How to make the debt snowball work for you?
Try keeping a log of each of your debts.
Debt-free charts is a great resouce.
If you constantly see the progress you are making you will quickly be able to pay off your debts regardless of interest rates.
You can also try refinancing some of those bigger interest rate loans.
This is not always something I recommend but if you are looking at APRs from 18-25% it may be something to consider.
If you feel like you can do a zero balance transfer for your credit cards that may be an option as well.
The catch is you MUST be able to pay it off in the duration of the grace period.
Which method did my husband and I choose?
We did the debt snowball method.
We are not math people and having the mental victories of each debt was key for us.
Some debts only took us months to get rid of.
On the other hand, our interest rates were pretty similar.
Our biggest loan was my husband’s WRX and that was also the smallest interest rate at almost 2%.
Our student loans ranged anywhere from 3-6% APR and were small enough that we finished them pretty quickly.
If you are going to take away anything from either of these suggestions you must pay attention to one loan at a time.
Speaking from personal experience focusing on one debt is going to give you the most progress.
A common mistake I see so many people make is trying to put their money into many different places.
If you continue to throw $100 here and $300 there you will be less likely to see any financial progress and it will extend the life of your loans.
My suggestion for you is to pick which one works best for the way your mindset works.
Nothing is going to work if you don’t take the time to do either one of them.

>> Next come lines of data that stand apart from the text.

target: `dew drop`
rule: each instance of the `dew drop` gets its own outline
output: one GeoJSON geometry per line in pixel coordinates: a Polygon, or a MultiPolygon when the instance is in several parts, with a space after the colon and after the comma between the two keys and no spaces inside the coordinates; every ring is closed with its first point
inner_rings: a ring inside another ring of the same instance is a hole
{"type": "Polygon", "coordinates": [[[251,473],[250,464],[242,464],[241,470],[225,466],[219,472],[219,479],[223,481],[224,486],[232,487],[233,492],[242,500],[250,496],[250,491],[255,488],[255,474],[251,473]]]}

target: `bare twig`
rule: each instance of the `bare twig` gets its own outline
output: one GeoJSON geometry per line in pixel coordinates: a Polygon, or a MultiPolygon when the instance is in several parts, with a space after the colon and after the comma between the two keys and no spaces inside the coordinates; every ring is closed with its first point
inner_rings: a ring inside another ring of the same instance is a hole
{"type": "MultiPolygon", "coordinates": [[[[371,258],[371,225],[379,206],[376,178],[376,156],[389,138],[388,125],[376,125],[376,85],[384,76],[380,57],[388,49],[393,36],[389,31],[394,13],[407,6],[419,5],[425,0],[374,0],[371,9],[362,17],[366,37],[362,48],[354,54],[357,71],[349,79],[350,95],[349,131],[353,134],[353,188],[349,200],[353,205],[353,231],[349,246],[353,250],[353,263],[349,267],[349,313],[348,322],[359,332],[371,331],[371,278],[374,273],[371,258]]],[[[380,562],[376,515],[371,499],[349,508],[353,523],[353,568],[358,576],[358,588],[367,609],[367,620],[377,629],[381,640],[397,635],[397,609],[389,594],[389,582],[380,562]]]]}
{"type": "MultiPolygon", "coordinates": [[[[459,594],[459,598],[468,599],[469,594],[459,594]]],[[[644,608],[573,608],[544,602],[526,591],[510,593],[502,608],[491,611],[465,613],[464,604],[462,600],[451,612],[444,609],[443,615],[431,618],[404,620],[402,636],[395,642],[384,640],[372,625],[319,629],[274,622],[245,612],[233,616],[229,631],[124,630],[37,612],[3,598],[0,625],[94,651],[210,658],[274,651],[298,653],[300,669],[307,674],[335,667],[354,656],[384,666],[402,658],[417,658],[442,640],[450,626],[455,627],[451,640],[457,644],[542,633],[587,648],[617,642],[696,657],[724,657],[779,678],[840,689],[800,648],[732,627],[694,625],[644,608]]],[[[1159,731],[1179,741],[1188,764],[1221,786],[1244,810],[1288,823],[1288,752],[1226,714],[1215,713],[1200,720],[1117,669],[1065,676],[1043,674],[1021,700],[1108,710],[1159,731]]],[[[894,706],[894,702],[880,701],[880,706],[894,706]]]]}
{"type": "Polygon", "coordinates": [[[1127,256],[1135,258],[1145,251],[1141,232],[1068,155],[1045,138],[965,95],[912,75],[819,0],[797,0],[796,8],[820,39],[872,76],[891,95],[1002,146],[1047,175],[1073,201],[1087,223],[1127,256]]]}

Some say that even taking a hybrid approach is the best option. Using the beginning of your journey to make small wins and after momentum is gained then switching to debt avalanche.
Each of these could be argued to be most effective but honestly either way works as long as you are moving towards the end goal of debt freedom.
Which method did you try or are considering trying for your plan to pay off debt?
Remember you have to have a strategy, failure to plan is planning to fail!